O Palacete Lundgren, em Rio Tinto, Paraíba, ergue-se como um monumento imponente da era dourada do império têxtil sueco no Nordeste brasileiro. Construído no alvorecer do século XX, este edifício de três andares, com sua arquitetura de inspiração europeia, não foi apenas a residência de Frederico Lundgren, mas também o centro nevrálgico da Companhia de Tecidos Rio Tinto, orquestrando o controle sobre a chamada “cidade-fábrica”.
Do Império Sueco à Economia Local
A saga dos Lundgren na região começou com a fundação das Casas Pernambucanas, mas foi entre 1917 e 1924 que a família consolidou seu poderio com a instalação da fábrica de tecidos. Este empreendimento não apenas mudou a paisagem de Rio Tinto, mas redefiniu a economia local, empregando milhares de pessoas e moldando a vida em torno da produção têxtil.
Arquitetura e Controle: Um Símbolo de Poder
O palacete, com sua arquitetura inspirada nas vilas operárias europeias, era um reflexo do luxo e da organização industrial da época.

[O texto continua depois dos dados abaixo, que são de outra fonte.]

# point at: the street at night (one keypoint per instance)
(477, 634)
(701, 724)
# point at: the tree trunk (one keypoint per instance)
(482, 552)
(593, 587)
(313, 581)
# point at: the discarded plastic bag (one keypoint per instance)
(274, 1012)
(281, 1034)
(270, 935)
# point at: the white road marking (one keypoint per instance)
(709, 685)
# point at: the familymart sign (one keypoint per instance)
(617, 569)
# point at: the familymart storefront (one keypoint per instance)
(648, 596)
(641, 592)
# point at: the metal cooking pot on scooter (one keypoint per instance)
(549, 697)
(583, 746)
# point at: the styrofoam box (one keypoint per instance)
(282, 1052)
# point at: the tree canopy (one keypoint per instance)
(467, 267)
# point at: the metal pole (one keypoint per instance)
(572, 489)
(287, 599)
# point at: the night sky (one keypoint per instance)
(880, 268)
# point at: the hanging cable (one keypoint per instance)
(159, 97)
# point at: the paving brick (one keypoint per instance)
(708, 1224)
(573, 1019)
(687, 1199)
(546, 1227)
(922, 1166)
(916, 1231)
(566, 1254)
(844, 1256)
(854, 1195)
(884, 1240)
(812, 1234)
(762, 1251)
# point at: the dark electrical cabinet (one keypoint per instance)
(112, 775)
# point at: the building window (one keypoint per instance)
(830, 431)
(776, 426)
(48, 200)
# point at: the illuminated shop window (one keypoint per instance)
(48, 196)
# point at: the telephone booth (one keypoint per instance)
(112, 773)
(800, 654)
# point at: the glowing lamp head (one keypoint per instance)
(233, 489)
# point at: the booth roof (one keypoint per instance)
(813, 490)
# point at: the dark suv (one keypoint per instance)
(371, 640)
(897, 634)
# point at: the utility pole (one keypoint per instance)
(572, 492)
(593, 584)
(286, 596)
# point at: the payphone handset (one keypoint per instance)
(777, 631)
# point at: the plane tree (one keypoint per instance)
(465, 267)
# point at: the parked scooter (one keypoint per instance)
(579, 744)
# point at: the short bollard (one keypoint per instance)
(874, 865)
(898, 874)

Construído com tijolos de uma olaria própria, o edifício ostentava um design que remetia à eficiência e ao controle. Contudo, por trás da fachada europeia, escondiam-se práticas de gestão autoritárias. O local ganhou notoriedade por abrigar um “tribunal” informal de funcionários, responsável por impor punições a operários considerados indisciplinados, um reflexo do “coronelismo industrial” que marcava a administração da companhia.
A Sombra da Guerra e o Saque
A tranquilidade do Palacete Lundgren foi abalada durante a Segunda Guerra Mundial. Rumores sobre a possível utilização do local como refúgio para nazistas, alimentados pela presença de cidadãos alemães na fábrica, criaram um clima de desconfiança e hostilidade na população. Em 1945, essa tensão culminou em um evento drástico: o saque do palacete por moradores locais, que temiam uma infiltração inimiga.
Patrimônio Histórico e Disputas Atuais
Reconhecido como Patrimônio Histórico e Cultural do Estado da Paraíba, o Palacete Lundgren, situado no Litoral Norte paraibano, carrega as cicatrizes de seu passado. Atualmente, a área que um dia foi dominada pela Companhia de Tecidos Rio Tinto é palco de complexas disputas de terra, envolvendo a comunidade local e os povos originários Potiguara. O palacete, que não é aberto à visitação turística oficial, permanece como um símbolo do poder industrial do Nordeste, mas também da rigidez administrativa e, posteriormente, do abandono.